El hecho de que el patrimonio cultural se conforma a partir de un proceso social y cultural de atribución de valores cardinales, funciones, costumbres y significados, no implica algo dado y que durará por siempre sino, más bien, es el producto de un proceso social permanente, complejo, variado y polémico, de construcción de significados y sentidos. Así, los objetos y bienes resguardados adquieren razón de ser en la medida que se abren a nuevos sentidos y se asocian a una cultura presente que los contextualiza, los recrea e interpreta de manera dinámica. Por ese sólo motivo mantengo que la cultura, es la manera de relacionarnos.

El valor de dichos bienes y manifestaciones culturales no está en un pasado rescatado de modo fiel, sino en la relación que en el presente establecen las personas y las sociedades, con dichas huellas y testimonios. Por ello, los ciudadanos no son meros receptores pasivos sino personas que conocen y transforman esa realidad, como sujetos de cambio, posibilitando el surgimiento de nuevas interpretaciones, nuevos trazados de conductas y costumbres, y usos patrimoniales.

Por todo, se hace sumamente necesario acudir a los derechos en el plano humano, de respeto por la integridad, de solidaridad por la integración, de incrementar las relaciones sociales por una buena convivencia y por una sociedad mejor, en fin, el derecho a una vida digna. En realidad la lista de los que calificarían como derechos para nuestro pueblo o ciudadanía es larga: derecho a la vida y a la paz -que fueron vulneradas durante los 17 años de dictadura-, derecho a tener un juicio justo -en el que poco o nada se cree-, a alcanzar niveles de equidad, a la salud y educación gratis, a desprivatizar el agua, a servicios básicos baratos y nacionalizados, a sueldos justos, a la libre expresión, a manifestarse, a la vivienda y alimentación, a la cultura y arte cercana a la gente, a la autodeterminación de los pueblos indígenas, a los derechos ciudadanos para los LGIBT, todo libre de intolerancia, discriminación e injusticia.

En este sentido, entonces, la filosofía debe volver a ocupar un lugar central en la política, reavivando el debate sobre el verdadero sentido de la vida y el propósito de la sociedad.

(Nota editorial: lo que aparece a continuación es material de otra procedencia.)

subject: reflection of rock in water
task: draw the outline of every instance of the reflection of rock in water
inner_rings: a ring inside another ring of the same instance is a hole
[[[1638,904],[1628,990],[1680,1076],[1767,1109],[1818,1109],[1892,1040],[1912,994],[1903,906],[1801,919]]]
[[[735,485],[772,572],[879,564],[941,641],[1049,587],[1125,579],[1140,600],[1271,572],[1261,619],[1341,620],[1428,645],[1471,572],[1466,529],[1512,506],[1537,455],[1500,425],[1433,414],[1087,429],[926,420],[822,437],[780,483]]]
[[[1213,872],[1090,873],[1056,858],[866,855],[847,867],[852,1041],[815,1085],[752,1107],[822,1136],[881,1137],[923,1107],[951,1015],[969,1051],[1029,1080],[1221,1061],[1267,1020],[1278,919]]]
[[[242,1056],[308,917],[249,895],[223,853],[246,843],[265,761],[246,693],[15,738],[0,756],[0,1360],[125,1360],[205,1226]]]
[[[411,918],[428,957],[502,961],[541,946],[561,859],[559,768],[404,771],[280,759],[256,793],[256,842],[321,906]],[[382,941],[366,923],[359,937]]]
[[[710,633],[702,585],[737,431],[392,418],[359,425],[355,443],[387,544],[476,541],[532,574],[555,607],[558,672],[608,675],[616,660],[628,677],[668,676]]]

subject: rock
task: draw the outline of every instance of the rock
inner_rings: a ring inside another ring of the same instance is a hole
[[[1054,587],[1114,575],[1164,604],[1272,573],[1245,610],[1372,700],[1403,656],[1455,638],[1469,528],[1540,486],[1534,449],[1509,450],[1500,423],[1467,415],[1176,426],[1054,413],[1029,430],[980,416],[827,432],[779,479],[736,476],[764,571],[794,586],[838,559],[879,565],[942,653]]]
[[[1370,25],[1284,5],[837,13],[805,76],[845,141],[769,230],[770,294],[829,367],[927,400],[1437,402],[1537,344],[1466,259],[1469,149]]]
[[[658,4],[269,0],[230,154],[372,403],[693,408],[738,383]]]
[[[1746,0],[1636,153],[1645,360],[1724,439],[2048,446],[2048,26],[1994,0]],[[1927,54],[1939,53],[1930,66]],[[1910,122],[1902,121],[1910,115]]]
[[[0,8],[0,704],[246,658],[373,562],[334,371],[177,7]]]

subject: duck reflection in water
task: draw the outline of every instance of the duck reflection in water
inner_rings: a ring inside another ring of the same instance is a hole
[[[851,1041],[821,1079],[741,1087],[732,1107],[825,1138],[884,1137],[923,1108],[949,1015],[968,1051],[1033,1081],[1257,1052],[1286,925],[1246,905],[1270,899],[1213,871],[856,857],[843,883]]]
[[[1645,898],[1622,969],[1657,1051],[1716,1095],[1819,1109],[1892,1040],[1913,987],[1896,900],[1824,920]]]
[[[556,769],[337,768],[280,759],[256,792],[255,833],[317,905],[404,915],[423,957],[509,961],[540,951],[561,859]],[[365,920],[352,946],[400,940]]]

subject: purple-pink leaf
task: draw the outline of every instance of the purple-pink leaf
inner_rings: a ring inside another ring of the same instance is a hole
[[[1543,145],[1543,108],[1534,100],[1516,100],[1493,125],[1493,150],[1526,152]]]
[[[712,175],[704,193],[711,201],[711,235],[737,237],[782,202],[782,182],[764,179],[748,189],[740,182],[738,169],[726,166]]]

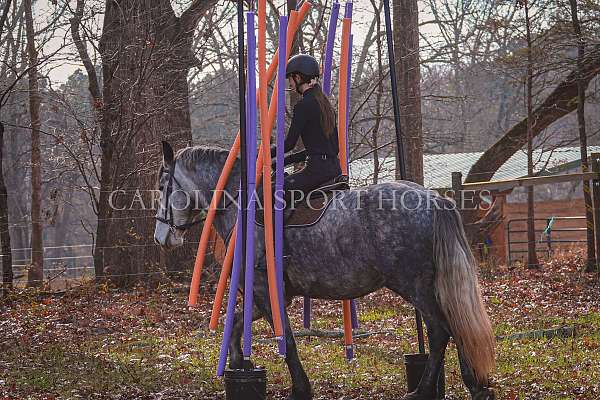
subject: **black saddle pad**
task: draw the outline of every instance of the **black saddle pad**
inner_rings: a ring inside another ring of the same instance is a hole
[[[304,227],[316,224],[338,192],[348,189],[350,189],[350,185],[346,175],[340,175],[323,183],[312,190],[301,202],[296,203],[294,207],[284,210],[284,226]],[[264,212],[262,209],[256,210],[256,223],[264,226]]]

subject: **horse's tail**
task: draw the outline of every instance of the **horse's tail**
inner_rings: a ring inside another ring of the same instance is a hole
[[[437,301],[475,378],[487,384],[488,375],[496,363],[496,339],[481,298],[477,263],[454,203],[445,198],[436,198],[434,201],[433,249],[437,265]]]

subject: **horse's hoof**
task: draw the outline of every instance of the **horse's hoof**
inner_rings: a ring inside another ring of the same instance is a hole
[[[230,369],[254,369],[254,364],[250,360],[244,360],[243,358],[238,358],[235,360],[229,360],[229,368]]]
[[[289,394],[288,397],[286,397],[286,400],[312,400],[312,394],[311,393],[301,393],[301,392],[295,392],[292,391],[292,393]]]
[[[473,400],[496,400],[496,392],[492,389],[483,389],[473,395]]]
[[[423,393],[417,393],[416,391],[410,392],[402,398],[402,400],[436,400],[435,395],[425,395]]]

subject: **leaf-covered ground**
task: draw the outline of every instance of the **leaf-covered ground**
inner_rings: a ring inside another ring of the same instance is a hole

La superación de la precariedad no es un problema de gestión económica, sino de justicia social. Es solo a través de una ideología que priorice la igualdad, la reciprocidad y la dignidad que Chile podrá pasar de una existencia de mera supervivencia a una vida con sentido, donde la filosofía deje de ser un lujo y se convierta en una realidad para todos.